According to Michael Matthay, MD, critical care specialist and professor of medicine and anesthesia at the University of California at San Francisco (UCSF), there are around 200,000 patients per year who have acute respiratory failure in the United States. The mortality rate is around 30 to 40 percent. Matthay and colleagues hope that they will be able to reduce the mortality rate by developing a cell-based therapy.
Matthay and Jae-Woo Lee, MD, Kathleen Liu, MD, MAS, PhD, and Carolyn Calfee, MD, MAS, associate professors of medicine and anesthesia, are working on developing cell-based therapies he hopes will reduce mortality in patients with acute respiratory distress syndrome. This syndrome is a major cause of acute respiratory failure in critically-ill patients.
The group of researchers is working to translate these therapies from concept to clinical practice that is handled by UCSF’s Clinical and Translation Science Institute (CTSI). A series of videos is featured on LaunchPad (online source for translational research). LaunchPad is set up to highlight experiences and accomplishments of UCSF’s translational researchers and to support the development of medical products.

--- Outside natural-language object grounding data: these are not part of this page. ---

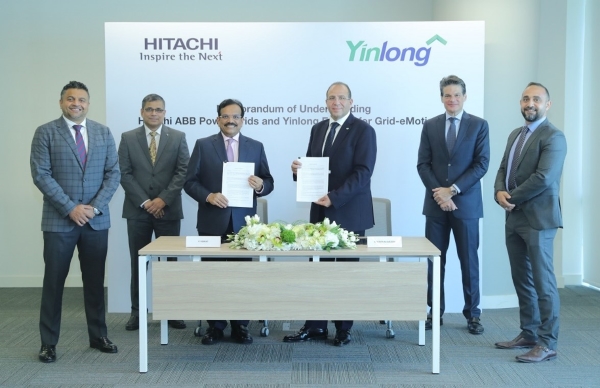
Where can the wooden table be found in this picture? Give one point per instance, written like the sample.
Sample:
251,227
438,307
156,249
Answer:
286,290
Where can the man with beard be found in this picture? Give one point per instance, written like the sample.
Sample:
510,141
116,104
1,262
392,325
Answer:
204,184
527,187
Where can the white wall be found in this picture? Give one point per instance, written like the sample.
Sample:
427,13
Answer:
46,44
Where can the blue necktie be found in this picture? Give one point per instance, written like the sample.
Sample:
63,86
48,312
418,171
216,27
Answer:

According to Liu, getting a novel treatment into clinical trials requires an “Investigational New Drug” (IND) acceptance from the U.S. Food and Drug Administration (FDA). “Preparing the entire IND application for this project was going to be an enormous undertaking that I think we hadn’t really appreciated.” Fortunately, a colleague of Matthay’s from the University of Texas was able to provide a perfect model system and carry out the experiments in collaboration.

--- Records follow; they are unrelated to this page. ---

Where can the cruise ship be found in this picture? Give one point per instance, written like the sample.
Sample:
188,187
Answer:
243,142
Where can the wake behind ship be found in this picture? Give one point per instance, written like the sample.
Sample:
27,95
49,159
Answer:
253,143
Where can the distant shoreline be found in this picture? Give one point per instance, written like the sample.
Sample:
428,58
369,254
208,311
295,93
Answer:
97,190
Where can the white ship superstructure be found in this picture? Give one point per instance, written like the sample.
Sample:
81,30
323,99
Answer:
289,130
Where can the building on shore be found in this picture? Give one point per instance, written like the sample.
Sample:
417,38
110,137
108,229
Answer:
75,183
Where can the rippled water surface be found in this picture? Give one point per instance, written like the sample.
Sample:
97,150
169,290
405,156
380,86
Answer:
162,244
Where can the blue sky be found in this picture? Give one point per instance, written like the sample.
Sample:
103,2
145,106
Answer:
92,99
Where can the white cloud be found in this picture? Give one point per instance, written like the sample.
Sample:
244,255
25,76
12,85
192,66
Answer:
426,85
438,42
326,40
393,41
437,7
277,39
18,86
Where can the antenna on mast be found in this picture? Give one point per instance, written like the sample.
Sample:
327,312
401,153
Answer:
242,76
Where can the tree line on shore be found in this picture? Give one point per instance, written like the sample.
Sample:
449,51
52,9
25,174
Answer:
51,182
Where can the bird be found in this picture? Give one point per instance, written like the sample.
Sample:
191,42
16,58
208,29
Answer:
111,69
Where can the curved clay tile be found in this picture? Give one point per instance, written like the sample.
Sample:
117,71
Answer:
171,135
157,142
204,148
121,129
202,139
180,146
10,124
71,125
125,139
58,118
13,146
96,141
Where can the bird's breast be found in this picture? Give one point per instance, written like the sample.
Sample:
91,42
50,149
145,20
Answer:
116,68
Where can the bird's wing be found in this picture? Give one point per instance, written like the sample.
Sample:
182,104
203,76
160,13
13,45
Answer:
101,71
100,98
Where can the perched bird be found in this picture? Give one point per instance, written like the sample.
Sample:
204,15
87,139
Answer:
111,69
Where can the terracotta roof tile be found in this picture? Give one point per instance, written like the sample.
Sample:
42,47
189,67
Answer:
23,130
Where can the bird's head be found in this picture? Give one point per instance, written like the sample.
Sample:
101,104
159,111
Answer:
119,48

The researchers had worked for many years on pre-clinical studies to support proof-of-concept for stem cell therapies known as mesenchymal stem cells (MSCs). These therapies have the potential to treat injuries to a variety of epithelial organs that include lung and kidney disorders. The Bone marrow-derived MSCs have the ability to release proteins and lipids that have potential anti-inflammatory effects and growth factor ability that appears to enhance lung repair.
So far, pre-clinical information indicates that these cells in vitro and in small and large animal models appears to be working. The problem is to get a source for clinical-grade MSCs. Lui credits “serendipity” and “six degrees of separation” for leading them to a collaborator at the University of Minnesota who creates the cells used in the team’s cell-based therapy. The experience “speaks to how much of science is making connections with people who don’t do exactly what you do,” Liu says.
There have been a number of delays in the research which comes from inexperience regarding the IND process and then following a pre-IND consultation. They found that there was more pre-clinical work that needed to be done using a larger animal model. However, serendipity came into play again as it turns out that a colleague at the University of Texas had a model available and accepted to carry out a collaborative effort.
At this point, Matthay and colleagues have accumulated pre-clinical data and have funding to carry out Phase 2 trials. Unfortunately, the National Institutes of Health Heart, Lung and Blood Institute (NHLBI) that funded the Phase 2 trial does not cover the required Phase 1 trial focusing on safety. Additionally, no trials could be started without IND approval.
As luck would have it, the Catalyst Awards came to the researchers rescue. The Catalyst Awards and their advisor Dave Savello were able to fill in gaps in knowledge and lead the researchers to experts that could aid with the components of the IND they didn’t know how to work with. The Catalyst Awards helped Matthay and Liu to develop a framework for their clinical trials. This led to approval of an IND for a Phase 1 trial. Their first patient was enrolled at UCSF in early July 2013.